Very true Pedro and well written .
Are you currently working in Boston 103?. How are the locals in mass , or are you traveling .

Wrk in ny state is very strong and the unions have a strong hold on 
Their territories through good politics , and tactics also setting up pla,s were over a sertain amonut of money on a contract has to go union ..
Also it is just known that our territory
Is union and a lot of wrk goes to us ,
Ny state locals are doing very well 
Most of the books stay cleared year round . 

We’re I grew up in ct I talked to a friend of mine and he said local 90 , 488 , are hurting he’s almost layed off all the time no wrk and locals do not have a strong hold on their territory even tho ct is pro union .

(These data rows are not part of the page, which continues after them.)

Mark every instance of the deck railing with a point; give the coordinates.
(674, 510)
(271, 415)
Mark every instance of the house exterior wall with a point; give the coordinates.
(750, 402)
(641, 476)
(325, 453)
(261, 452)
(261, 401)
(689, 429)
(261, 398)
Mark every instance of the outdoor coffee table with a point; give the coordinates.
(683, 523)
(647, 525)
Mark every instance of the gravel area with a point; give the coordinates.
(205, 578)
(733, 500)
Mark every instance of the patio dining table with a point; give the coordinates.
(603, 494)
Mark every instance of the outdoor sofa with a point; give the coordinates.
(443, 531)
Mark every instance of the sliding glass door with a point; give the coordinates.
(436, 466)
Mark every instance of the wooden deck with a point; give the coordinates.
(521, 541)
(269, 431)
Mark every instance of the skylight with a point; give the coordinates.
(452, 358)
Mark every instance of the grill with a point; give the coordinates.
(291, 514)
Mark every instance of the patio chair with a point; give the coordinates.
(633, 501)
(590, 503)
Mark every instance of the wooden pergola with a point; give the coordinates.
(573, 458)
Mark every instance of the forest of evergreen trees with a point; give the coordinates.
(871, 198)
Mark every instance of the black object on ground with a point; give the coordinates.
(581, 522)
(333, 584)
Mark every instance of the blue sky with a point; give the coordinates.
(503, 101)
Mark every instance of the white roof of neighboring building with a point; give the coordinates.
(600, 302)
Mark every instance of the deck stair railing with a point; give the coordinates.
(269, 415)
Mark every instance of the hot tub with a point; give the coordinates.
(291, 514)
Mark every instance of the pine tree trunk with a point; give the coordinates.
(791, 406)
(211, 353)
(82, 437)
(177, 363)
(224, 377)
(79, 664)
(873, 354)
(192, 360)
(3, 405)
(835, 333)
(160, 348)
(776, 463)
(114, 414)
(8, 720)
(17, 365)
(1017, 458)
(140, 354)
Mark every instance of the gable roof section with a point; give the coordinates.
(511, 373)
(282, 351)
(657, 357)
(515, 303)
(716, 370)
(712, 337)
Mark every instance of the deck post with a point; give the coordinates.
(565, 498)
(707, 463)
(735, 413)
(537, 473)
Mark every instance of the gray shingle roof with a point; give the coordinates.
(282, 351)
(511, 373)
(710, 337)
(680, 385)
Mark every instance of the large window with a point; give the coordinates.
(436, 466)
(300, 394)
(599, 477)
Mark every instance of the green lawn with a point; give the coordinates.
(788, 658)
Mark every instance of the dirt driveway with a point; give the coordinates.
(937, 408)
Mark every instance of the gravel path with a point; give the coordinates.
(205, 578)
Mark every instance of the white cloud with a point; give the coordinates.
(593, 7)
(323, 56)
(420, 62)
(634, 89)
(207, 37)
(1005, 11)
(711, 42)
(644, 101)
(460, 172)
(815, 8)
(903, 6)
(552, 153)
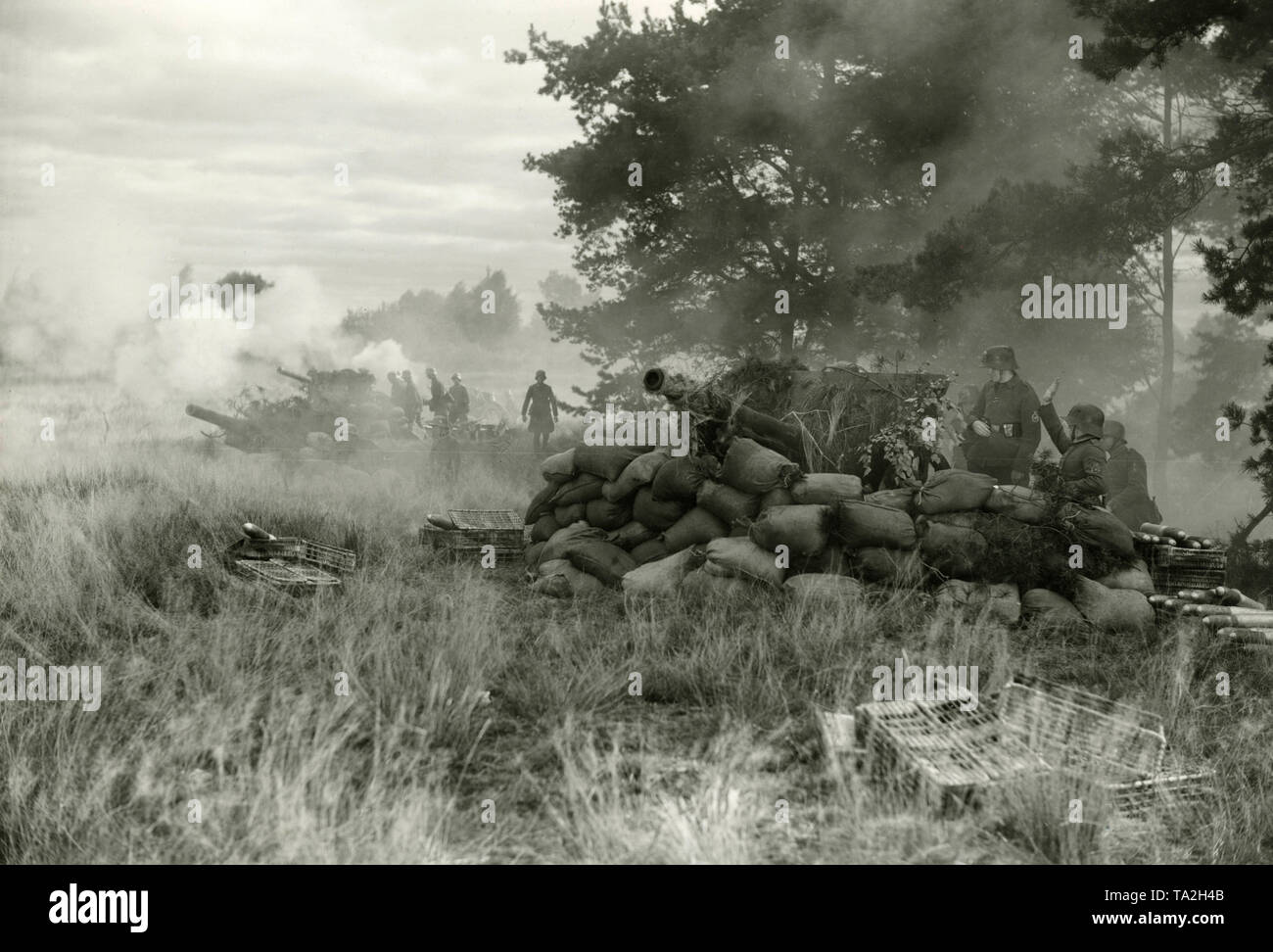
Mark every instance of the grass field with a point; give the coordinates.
(484, 725)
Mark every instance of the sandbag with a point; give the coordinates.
(696, 527)
(779, 496)
(703, 586)
(954, 490)
(607, 515)
(657, 515)
(869, 525)
(578, 582)
(582, 489)
(900, 498)
(953, 550)
(569, 514)
(663, 576)
(639, 472)
(1019, 502)
(648, 551)
(631, 535)
(1000, 600)
(561, 540)
(542, 504)
(1099, 527)
(682, 476)
(741, 556)
(1116, 610)
(533, 555)
(1051, 610)
(606, 462)
(599, 559)
(543, 528)
(750, 467)
(828, 591)
(727, 502)
(805, 530)
(1134, 578)
(559, 467)
(826, 489)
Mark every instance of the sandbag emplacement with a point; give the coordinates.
(1115, 610)
(1000, 600)
(561, 540)
(582, 489)
(826, 591)
(727, 502)
(607, 515)
(533, 555)
(954, 490)
(543, 528)
(701, 586)
(569, 514)
(805, 530)
(657, 515)
(750, 467)
(900, 498)
(1049, 610)
(826, 489)
(1019, 502)
(895, 566)
(663, 576)
(639, 472)
(867, 525)
(779, 496)
(1134, 578)
(742, 557)
(631, 535)
(953, 550)
(649, 551)
(1093, 526)
(696, 527)
(559, 467)
(606, 462)
(682, 476)
(599, 559)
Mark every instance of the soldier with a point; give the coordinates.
(1127, 480)
(1082, 462)
(458, 401)
(438, 399)
(410, 403)
(542, 406)
(1005, 430)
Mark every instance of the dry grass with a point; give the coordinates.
(219, 691)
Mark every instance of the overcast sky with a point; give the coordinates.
(227, 161)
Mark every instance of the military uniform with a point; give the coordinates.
(1127, 485)
(1082, 462)
(1011, 410)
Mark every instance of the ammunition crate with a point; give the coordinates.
(475, 528)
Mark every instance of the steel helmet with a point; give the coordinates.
(1086, 419)
(1000, 357)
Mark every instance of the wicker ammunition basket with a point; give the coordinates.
(289, 564)
(1174, 568)
(938, 751)
(475, 528)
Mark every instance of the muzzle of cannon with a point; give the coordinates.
(240, 434)
(781, 437)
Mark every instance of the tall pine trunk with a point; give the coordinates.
(1169, 338)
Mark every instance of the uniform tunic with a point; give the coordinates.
(1128, 488)
(1082, 462)
(542, 406)
(1011, 410)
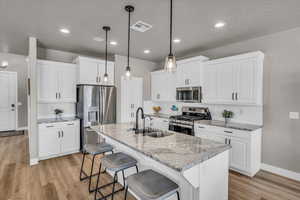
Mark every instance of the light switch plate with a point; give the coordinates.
(294, 115)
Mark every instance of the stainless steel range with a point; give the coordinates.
(185, 123)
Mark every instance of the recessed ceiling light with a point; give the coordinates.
(98, 39)
(220, 25)
(113, 43)
(4, 64)
(147, 51)
(176, 40)
(65, 31)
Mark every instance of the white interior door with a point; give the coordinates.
(8, 101)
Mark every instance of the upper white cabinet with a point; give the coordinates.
(234, 80)
(56, 82)
(189, 72)
(131, 98)
(91, 71)
(163, 86)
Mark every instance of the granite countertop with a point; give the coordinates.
(159, 115)
(237, 126)
(54, 120)
(177, 151)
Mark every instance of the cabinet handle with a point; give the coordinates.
(228, 131)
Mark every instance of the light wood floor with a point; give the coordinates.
(59, 179)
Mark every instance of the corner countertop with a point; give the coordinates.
(177, 151)
(237, 126)
(55, 120)
(159, 115)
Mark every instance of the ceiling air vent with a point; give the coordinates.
(141, 26)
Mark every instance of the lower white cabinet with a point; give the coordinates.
(56, 139)
(245, 153)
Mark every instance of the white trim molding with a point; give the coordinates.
(282, 172)
(34, 161)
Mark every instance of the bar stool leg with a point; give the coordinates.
(178, 196)
(81, 169)
(126, 191)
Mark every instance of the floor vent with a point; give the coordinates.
(141, 26)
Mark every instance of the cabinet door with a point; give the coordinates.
(88, 71)
(238, 153)
(70, 137)
(226, 82)
(47, 82)
(210, 86)
(67, 83)
(247, 81)
(49, 141)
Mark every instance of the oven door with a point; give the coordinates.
(181, 129)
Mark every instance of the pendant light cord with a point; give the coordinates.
(171, 26)
(106, 51)
(128, 50)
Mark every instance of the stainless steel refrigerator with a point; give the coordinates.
(95, 105)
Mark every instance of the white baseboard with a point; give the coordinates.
(34, 161)
(282, 172)
(24, 128)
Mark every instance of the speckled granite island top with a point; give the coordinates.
(178, 151)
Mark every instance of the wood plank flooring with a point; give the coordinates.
(58, 179)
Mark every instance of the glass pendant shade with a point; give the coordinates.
(105, 77)
(170, 63)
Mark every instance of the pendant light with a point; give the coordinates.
(170, 63)
(129, 9)
(106, 29)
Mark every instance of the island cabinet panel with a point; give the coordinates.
(234, 80)
(163, 86)
(56, 82)
(245, 153)
(57, 139)
(91, 71)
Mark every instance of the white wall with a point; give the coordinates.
(17, 63)
(139, 68)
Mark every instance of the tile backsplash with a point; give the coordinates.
(46, 110)
(242, 114)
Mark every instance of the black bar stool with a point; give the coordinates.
(94, 150)
(150, 185)
(117, 162)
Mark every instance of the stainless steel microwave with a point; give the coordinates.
(189, 94)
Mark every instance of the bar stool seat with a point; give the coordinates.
(118, 161)
(150, 185)
(95, 149)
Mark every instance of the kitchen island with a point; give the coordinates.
(199, 166)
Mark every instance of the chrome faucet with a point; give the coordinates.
(137, 119)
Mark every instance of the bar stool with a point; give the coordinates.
(150, 185)
(117, 162)
(94, 150)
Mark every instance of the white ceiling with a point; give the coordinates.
(193, 24)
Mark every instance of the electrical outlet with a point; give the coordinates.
(294, 115)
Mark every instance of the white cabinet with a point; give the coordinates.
(245, 152)
(131, 98)
(56, 82)
(189, 72)
(91, 71)
(234, 80)
(163, 86)
(56, 139)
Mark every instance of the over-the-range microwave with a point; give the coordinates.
(189, 94)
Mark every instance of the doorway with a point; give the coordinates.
(8, 101)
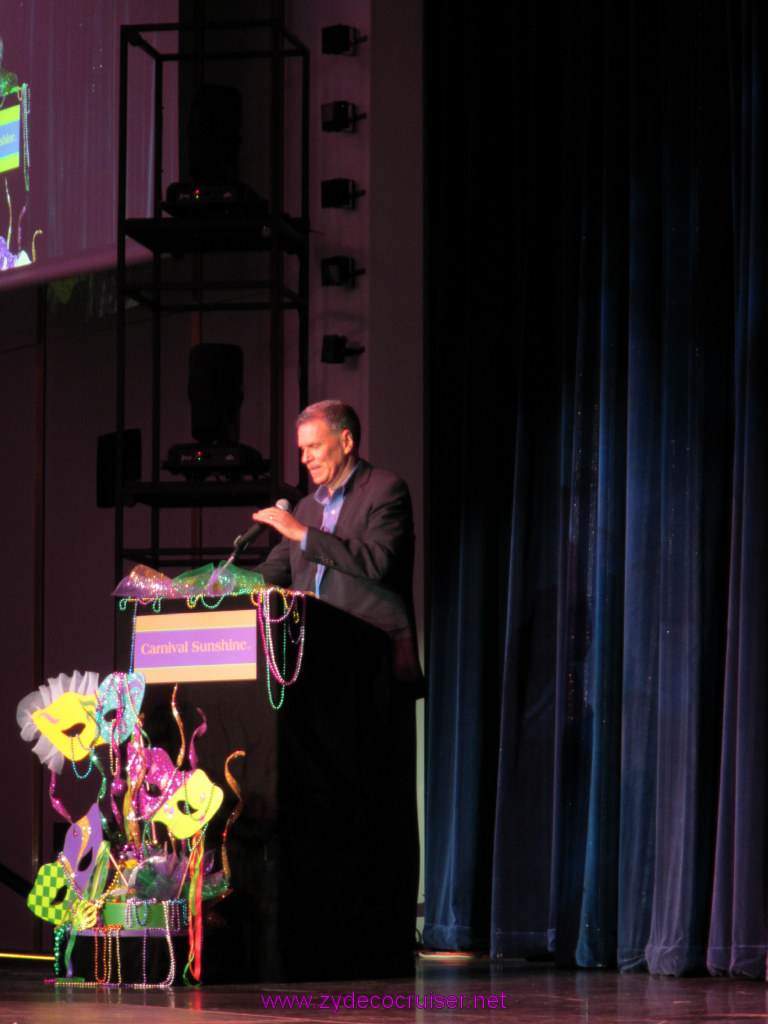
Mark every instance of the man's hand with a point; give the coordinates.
(283, 521)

So yea we’re you live is hudge part of it .


----------



## bostonPedro (Nov 14, 2017)

Switchgear277 said:


> Very true Pedro and well written .
> Are you currently working in Boston 103?. How are the locals in mass , or are you traveling .
> 
> Wrk in ny state is very strong and the unions have a strong hold on
> ...


The work picture here is simply amazing right now. There is a building boom in high end residential towers and in commercial towers, expansion of biotech companies of which there are many in the area, public transportation projects not too mention a power plant that is starting to wind down but then another one will be picking up. 
The relationship with politicians is stable and productive and the relationships with GC's and EC's is good. There is also an effort via market recovery to go after and get even more work and that program is showing positive results. Outreach programs to help those in need ie Habitat for Humanity etc etc as well as those in the military serving over seas are doing good, blood drives and free health drives helping members are in place and one is actually coming up soon. The tentacles because of our work and actions as well as the leadership in place now and in the past is making us stronger and reaching out farther into areas we generally didnt get work. 
Wish I could wave a wand all over especially to our southern brothers and sisters and make everywhere like here


----------



## Switchgear277 (Mar 18, 2017)

bostonPedro said:


> Switchgear277 said:
> 
> 
> > Very true Pedro and well written .
> ...


Glad things are going well in btown,
Sounds exactly like the situation in ny state , I pray it stays like this !!!
I’m a first year apprentice so hopefully in 4 years when I’m a jw things will still be this busy 

Best of luck brother .


----------



## bostonPedro (Nov 14, 2017)

Switchgear277 said:


> Glad things are going well in btown,
> Sounds exactly like the situation in ny state , I pray it stays like this !!!
> I’m a first year apprentice so hopefully in 4 years when I’m a jw things will still be this busy
> 
> Best of luck brother .


Thanks and best of luck to you also brother


----------